IPOL.ID- Miris. Kata itu pantas disematkan untuk menggambarkan kondisi dunia pendidikan di Jakarta saat ini.
Bukan tanpa sebab, hal itu dikarenakan adanya salah satu siswa yang berusia 50 tahun, ijazahnya tertahan hingga 17 tahun oleh pihak sekolah.
Itu yang disampaikan Gubernur DKI Jakarta, Pramono Anung saat menyerahkan bantuan Pemutihan Ijazah Tahap V Tahun 2025 kepada 2.753 peserta didik di halaman Balai Kota Jakarta, pada Selasa (30/12/2025). Untik total bantuan, mencapai Rp2,8 miliar.
“Bagi saya pribadi, setiap pelaksanaan program pemutihan ijazah selalu menghadirkan momen yang sangat mengharukan.
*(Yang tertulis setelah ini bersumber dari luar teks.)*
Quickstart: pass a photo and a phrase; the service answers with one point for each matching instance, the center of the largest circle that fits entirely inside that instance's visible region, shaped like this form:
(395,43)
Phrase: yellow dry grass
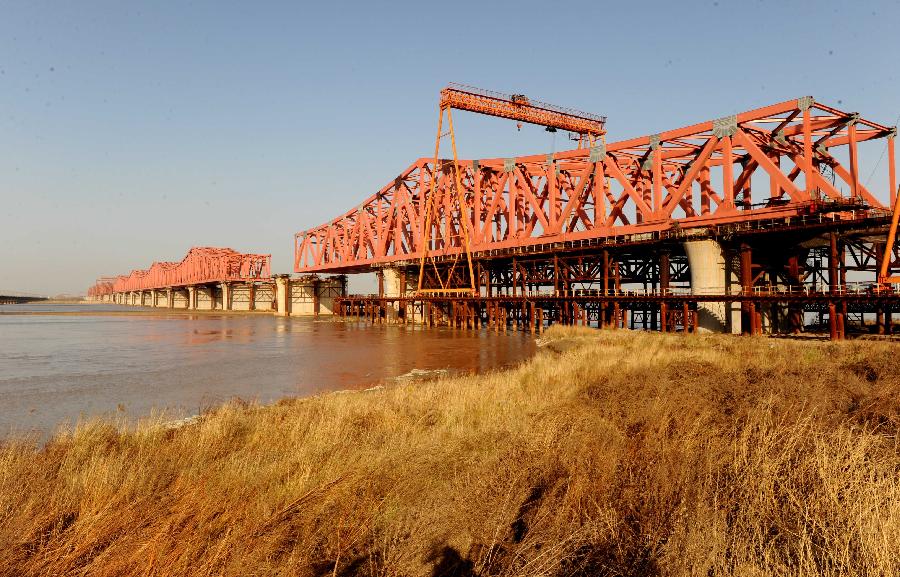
(606,454)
Bahkan, pada kesempatan ini terdapat penerima yang ijazahnya tertahan hingga 17 tahun. Saat ini orang tersebut telah berusia sekitar 50 tahun dan ijazahnya masih menggunakan istilah SMU. Ini menjadi potret nyata kondisi pendidikan kita,” ujar Pramono.
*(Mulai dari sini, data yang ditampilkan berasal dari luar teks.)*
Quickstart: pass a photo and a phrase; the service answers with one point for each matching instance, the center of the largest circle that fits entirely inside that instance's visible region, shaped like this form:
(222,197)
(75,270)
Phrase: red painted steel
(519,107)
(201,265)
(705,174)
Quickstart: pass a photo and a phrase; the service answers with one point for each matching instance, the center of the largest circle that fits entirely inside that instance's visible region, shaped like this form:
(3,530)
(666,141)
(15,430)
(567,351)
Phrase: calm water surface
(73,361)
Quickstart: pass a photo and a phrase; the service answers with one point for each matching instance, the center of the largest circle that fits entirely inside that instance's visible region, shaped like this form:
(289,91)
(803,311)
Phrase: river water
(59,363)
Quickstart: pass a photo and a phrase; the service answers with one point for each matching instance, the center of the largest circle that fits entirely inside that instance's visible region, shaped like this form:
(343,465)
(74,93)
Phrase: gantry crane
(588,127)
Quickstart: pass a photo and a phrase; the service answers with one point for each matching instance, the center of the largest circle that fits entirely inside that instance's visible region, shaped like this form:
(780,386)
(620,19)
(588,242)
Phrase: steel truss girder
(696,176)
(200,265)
Dikatakan Pramono, ijazah yang tertahan kerap terjadi di sekolah swasta. Hal itu dikarenakan biaya pendidikan di sekolah negeri di Jakarta telah digratiskan. Dari 2.753 peserta didik penerima bantuan, sebanyak 1.265 orang merupakan siswa madrasah dan 1.488 siswa berasal dari sekolah swasta.
Perluasan sasaran ini, sambung Pramono dilakukan agar program lebih merata dan menjangkau seluruh jenjang pendidikan.